I am amazed how this new dream so simply and graciously forms an arc with the dream that helped me as a young woman 38 years ago. I still have some doubts about sharing my voice and my song, and I still feel lost and disconnected at times, as the middle of this dream shows. But I do not stay there. I come to the feast table and I connect with a woman I love in an easy yet deep conversation about dreams and the universe. In affirmation of my joining this unending dialogue, my mentor gives a poem from his heart and I am also given a book in the dream that promises my learning will continue.

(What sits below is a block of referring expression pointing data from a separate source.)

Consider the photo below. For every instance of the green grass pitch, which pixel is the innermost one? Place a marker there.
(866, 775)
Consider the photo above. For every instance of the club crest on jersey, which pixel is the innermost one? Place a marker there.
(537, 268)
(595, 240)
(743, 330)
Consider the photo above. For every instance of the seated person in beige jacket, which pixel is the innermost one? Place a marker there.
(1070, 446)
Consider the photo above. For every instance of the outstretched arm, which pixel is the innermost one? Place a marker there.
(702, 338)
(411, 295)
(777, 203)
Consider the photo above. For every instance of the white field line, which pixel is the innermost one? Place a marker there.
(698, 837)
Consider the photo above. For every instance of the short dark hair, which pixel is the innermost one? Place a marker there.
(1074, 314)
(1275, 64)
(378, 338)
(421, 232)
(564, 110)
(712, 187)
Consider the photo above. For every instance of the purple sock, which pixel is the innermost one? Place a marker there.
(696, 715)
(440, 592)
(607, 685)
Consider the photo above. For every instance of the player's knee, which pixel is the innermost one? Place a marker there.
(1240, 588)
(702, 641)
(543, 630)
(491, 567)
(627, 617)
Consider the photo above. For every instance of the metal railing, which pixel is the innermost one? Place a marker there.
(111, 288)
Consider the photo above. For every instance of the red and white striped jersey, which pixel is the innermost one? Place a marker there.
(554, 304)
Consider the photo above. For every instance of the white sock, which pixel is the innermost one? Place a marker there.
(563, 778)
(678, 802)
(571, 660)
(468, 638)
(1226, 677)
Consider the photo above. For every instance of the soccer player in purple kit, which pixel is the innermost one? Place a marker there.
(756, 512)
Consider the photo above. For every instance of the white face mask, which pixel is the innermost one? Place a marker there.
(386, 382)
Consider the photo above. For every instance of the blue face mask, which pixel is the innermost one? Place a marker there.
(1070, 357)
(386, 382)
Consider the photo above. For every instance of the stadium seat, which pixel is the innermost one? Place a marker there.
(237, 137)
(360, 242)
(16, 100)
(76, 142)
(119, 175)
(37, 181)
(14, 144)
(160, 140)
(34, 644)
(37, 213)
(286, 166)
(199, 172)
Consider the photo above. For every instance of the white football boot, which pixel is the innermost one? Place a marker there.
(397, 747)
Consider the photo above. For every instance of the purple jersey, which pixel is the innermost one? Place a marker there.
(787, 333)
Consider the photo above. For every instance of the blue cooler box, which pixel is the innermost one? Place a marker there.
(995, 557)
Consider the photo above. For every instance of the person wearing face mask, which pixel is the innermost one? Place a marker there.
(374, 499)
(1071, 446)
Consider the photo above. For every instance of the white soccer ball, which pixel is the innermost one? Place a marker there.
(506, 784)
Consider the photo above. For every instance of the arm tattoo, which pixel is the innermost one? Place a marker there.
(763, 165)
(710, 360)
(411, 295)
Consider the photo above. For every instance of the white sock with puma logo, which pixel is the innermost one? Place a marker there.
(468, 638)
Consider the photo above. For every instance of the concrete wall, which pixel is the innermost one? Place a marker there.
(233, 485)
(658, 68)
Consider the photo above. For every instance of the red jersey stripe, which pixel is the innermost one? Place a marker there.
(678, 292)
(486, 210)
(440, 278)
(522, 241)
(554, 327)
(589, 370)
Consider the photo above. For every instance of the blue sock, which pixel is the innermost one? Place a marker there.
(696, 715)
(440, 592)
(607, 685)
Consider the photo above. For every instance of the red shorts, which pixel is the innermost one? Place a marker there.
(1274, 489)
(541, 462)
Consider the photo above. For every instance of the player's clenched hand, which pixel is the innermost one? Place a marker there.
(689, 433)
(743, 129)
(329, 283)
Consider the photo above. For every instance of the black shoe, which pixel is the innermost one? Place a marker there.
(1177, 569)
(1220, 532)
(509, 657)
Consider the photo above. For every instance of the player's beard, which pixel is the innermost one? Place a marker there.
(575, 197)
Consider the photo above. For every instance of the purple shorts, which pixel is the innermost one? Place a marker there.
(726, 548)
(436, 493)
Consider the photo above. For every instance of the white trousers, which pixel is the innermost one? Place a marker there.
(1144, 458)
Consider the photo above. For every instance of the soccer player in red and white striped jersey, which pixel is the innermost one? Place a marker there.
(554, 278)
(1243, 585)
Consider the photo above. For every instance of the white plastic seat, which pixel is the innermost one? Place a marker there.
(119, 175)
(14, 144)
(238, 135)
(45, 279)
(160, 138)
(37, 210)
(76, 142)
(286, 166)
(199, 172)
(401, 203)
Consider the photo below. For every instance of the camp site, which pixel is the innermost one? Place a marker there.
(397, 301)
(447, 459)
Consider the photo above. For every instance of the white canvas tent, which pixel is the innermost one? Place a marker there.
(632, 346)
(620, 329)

In waking life the past decades have often felt tangled with questions, obstacles, and clouded perception on my part. Yet this dream arc assures me that the path was always there and I have always followed it. It shows, with the immediacy of images, that I have really grown. I am not unsure and voiceless. I am at the feast in the conversation now both in my dreams and in real ways in waking life, such as in my learning from my mentor Rodger. And secondly, it shows me that 38 years may feel like a long wandering in human time, but it is nothing in dreamtime. There, time is both timeless and eternal. Every moment connects immediately with every other. The creative flow of love is constant, intimate, and far-reaching. And the dream beings are always at the feast table singing, dancing, and sharing poems in awe and love for the life of the universe, and present in every dream to help us heal so we can join them.